Bayer and Johnson & Johnson unit Janssen Pharmaceuticals have signed a pact with Portola Pharmaceuticals to investigate the potential of the latter’s PRT4445 as an antidote to Factor Xa inhibitor blood thinners.
The companies have agreed to work together to test the safety of the novel recombinant protein PRT4445 in healthy volunteers given the oral bloodthinner Xarelto (rivaroxaban), after Phase I trial found the drug to be “generally well tolerated with no apparent safety signals”, according to the firms.
The Phase II study, completion of which is anticipated during the second half of this year, will assess multiple dosage strengths of PRT4445, to determine the dose needed to reverse the anticoagulant activity of Xarelto in emergency situations.

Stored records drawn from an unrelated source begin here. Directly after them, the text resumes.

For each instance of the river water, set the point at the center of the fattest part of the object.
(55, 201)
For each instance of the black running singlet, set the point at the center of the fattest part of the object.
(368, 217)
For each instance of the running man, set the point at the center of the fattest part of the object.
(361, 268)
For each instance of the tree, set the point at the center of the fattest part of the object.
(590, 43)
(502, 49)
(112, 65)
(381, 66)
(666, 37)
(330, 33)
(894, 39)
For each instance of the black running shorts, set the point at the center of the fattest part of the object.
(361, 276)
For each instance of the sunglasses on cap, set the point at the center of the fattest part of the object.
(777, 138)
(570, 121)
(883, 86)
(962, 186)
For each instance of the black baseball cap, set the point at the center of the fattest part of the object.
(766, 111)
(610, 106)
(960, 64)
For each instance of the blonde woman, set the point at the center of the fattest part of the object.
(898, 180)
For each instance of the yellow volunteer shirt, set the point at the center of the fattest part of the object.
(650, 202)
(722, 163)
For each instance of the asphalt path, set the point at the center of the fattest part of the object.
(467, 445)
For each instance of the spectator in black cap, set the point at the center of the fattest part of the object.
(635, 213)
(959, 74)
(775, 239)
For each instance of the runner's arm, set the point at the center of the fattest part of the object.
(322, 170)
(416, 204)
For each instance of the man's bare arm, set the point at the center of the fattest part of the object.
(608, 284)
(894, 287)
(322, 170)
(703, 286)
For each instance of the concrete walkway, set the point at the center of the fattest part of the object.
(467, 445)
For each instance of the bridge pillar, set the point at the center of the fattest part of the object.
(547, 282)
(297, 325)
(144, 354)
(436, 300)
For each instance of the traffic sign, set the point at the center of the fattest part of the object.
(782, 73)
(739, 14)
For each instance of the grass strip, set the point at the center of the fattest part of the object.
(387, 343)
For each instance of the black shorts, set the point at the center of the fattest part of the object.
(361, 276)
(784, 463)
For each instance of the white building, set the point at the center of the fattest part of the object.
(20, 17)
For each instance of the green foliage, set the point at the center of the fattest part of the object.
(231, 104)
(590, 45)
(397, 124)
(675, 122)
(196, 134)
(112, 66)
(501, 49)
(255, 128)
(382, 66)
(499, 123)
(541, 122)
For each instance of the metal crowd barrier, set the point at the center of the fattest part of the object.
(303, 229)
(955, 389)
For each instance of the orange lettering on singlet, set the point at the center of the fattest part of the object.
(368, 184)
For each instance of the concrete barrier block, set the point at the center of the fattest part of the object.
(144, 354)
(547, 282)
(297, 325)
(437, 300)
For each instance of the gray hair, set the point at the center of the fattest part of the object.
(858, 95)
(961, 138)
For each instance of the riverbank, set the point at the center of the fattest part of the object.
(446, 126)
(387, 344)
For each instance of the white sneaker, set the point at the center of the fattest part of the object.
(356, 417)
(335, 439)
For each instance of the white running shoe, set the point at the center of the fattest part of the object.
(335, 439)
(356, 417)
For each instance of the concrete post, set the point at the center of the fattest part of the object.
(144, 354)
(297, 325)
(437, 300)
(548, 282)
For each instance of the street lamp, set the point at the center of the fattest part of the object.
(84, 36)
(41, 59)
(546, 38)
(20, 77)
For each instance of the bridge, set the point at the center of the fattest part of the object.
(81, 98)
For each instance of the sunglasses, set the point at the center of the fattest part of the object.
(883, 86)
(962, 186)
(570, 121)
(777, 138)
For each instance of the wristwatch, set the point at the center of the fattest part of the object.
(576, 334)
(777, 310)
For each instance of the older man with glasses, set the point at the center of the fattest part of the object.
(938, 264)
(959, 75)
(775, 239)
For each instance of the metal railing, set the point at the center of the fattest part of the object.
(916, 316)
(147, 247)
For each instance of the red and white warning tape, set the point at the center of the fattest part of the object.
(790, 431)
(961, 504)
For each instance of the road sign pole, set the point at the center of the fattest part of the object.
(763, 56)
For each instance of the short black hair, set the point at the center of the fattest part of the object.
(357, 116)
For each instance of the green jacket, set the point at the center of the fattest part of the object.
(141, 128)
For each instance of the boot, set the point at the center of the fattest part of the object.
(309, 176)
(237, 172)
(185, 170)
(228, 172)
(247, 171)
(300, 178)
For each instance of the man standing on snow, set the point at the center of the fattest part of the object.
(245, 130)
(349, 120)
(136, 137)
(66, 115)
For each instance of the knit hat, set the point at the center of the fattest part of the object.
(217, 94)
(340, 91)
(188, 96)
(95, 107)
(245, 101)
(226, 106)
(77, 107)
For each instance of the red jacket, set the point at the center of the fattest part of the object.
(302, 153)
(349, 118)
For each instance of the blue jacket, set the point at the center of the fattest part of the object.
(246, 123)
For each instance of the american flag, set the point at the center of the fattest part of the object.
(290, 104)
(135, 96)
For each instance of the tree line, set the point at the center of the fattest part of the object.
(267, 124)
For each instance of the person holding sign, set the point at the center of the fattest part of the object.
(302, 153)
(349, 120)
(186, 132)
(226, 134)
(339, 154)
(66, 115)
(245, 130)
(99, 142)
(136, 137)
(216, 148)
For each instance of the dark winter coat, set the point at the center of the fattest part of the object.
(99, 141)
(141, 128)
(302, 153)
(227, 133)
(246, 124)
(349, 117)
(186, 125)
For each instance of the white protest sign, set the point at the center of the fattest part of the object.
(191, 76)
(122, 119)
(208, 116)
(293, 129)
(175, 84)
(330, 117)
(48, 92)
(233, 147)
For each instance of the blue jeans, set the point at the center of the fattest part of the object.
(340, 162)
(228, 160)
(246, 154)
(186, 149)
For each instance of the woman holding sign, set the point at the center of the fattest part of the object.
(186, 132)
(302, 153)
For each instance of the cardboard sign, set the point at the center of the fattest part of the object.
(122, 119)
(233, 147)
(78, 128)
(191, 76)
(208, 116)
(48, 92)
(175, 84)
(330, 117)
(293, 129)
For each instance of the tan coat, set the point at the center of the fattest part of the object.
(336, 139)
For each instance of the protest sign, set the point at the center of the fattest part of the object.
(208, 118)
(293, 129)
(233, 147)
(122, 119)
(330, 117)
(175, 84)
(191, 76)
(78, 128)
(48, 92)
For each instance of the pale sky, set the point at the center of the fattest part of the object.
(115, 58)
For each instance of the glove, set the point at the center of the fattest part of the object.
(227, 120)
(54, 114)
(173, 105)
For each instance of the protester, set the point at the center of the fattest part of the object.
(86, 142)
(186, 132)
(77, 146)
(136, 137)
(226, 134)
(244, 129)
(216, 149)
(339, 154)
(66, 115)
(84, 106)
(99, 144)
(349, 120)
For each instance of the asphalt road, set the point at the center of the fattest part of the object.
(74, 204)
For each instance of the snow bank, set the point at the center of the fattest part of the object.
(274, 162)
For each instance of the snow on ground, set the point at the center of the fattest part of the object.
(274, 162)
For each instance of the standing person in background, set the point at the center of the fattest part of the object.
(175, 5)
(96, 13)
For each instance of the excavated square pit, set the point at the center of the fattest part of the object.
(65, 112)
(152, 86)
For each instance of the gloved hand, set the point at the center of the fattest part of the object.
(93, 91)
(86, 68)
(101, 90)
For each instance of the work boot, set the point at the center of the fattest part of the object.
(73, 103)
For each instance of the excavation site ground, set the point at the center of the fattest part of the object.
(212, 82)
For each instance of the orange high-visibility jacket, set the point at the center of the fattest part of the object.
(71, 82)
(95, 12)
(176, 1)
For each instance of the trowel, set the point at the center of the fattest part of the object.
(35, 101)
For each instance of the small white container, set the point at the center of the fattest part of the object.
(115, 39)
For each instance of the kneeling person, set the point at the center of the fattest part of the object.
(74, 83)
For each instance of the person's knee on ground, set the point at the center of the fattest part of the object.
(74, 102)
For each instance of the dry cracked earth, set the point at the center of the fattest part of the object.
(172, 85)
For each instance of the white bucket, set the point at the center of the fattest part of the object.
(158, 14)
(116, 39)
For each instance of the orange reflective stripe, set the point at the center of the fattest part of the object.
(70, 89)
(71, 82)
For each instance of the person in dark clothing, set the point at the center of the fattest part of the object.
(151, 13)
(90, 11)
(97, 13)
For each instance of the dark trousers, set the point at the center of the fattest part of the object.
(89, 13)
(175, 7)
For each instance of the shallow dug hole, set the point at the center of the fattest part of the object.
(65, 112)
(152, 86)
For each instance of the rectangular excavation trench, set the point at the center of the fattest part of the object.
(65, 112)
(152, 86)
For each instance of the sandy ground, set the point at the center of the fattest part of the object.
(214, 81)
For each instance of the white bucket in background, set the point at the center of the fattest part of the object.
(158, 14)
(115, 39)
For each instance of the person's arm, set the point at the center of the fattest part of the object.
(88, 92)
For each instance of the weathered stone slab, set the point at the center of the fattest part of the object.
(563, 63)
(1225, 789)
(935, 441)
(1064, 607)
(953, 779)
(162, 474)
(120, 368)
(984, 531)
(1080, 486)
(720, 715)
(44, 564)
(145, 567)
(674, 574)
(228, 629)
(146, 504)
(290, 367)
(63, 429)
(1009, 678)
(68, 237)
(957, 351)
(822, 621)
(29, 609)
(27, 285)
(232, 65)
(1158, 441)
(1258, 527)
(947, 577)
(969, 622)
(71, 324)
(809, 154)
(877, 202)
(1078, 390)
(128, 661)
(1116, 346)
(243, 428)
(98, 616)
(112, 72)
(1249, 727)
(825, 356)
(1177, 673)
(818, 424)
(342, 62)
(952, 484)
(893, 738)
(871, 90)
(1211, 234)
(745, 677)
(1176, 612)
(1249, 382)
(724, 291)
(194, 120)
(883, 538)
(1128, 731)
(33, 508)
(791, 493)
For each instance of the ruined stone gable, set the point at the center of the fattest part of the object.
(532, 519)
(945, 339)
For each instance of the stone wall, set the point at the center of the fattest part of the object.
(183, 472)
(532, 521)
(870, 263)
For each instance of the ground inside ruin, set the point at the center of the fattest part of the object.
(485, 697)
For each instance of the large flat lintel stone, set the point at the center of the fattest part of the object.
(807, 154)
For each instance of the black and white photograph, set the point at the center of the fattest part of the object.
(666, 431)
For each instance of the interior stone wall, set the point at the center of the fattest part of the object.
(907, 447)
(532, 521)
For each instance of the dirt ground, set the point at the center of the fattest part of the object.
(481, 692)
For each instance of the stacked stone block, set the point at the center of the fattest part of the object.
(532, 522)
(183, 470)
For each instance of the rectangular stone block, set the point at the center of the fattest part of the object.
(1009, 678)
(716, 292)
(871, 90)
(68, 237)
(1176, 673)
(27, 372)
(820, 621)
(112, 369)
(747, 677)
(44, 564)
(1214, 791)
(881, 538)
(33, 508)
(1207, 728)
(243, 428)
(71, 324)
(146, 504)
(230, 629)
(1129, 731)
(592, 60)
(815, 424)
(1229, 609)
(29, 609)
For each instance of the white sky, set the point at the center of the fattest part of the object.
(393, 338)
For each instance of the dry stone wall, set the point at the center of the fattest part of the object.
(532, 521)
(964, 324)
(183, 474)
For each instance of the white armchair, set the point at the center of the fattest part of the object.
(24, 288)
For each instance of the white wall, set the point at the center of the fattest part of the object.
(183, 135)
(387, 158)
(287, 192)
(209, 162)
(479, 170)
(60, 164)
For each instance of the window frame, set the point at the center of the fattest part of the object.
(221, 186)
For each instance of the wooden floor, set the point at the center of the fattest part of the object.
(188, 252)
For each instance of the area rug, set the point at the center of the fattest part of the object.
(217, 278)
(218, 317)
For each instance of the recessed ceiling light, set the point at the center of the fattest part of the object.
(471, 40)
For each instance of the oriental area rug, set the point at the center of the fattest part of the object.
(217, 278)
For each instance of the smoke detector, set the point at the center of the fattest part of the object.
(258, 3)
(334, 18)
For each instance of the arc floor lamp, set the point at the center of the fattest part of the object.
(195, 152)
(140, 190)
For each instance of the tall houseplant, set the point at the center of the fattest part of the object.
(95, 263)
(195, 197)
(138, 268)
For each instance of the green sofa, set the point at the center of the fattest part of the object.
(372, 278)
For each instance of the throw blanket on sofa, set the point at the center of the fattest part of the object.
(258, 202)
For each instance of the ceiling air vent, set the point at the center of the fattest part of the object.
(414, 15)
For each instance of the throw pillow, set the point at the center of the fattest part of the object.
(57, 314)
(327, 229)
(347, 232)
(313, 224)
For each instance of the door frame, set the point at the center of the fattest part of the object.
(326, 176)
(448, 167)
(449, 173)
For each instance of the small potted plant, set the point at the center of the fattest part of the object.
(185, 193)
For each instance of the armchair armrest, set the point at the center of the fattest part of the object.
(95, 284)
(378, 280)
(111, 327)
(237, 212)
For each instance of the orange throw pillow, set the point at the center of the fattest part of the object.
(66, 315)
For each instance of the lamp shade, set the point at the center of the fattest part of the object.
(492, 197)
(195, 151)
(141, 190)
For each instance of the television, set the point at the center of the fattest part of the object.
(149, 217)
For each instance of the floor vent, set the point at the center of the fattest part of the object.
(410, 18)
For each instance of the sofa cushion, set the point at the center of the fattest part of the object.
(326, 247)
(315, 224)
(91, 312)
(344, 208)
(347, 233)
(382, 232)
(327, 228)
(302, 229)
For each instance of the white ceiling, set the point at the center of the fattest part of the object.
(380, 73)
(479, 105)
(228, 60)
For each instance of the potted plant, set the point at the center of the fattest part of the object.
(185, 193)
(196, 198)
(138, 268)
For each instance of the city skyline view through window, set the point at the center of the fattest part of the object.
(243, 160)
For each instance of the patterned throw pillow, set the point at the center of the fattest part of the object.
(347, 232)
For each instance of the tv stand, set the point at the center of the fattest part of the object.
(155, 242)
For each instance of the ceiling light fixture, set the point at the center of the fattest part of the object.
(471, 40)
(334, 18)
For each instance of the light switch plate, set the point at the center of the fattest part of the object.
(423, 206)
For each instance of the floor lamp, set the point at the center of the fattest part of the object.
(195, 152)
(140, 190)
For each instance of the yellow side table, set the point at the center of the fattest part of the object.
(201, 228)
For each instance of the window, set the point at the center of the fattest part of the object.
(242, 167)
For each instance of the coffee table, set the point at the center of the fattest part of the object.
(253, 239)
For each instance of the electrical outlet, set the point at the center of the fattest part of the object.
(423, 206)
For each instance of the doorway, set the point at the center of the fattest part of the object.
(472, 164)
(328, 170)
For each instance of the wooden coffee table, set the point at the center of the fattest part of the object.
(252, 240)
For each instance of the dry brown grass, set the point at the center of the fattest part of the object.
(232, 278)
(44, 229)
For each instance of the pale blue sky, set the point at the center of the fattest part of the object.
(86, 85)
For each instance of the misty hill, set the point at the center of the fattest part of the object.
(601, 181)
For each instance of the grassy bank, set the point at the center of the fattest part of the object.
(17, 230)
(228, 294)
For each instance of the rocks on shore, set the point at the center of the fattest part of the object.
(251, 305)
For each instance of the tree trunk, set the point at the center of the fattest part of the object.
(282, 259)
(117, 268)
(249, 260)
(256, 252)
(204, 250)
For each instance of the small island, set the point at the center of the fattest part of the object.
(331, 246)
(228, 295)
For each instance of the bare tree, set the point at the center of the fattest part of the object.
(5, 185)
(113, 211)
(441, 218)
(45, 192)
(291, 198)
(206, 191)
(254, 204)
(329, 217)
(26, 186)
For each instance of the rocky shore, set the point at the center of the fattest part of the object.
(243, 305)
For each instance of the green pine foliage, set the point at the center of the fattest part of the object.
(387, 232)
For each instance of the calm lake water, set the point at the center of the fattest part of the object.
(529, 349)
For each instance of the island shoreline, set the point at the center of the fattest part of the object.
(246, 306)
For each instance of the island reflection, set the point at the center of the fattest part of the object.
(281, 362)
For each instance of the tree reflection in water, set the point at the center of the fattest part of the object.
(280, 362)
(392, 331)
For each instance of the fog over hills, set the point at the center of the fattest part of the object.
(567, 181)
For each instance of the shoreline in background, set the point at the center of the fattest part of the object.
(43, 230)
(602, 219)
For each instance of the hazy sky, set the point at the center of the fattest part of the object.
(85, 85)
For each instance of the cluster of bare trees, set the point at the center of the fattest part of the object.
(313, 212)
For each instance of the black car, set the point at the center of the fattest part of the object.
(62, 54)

Clinical trial results indicate that between 1%-4% of patients treated with Factor Xa inhibitors will experience uncontrolled bleeding a year, and an additional 1% will need emergency surgery, depending on underlying health.
Explaining the rationale behind the move, Kemal Malik, Member of the Bayer HealthCare Executive Committee and Head of Global Development, said that while merely stopping the intake of Xarelto is usually enough to normalise blood clotting in itself, “we understand the desire of doctors to have a specific antidote to reverse the anticoagulation effects of the product…[and]… are addressing this request both through in-house research as well as through this external collaboration with Portola”.
Under the terms of the deal, Bayer and Janssen will make an undisclosed payment to Portola, as well as provide regulatory and development guidance for the study. Portola will hold onto all its development and commercialisation rights to the drug.
PRT4445 is currently the only universal Factor Xa inhibitor antidote in clinical development, according to Portola.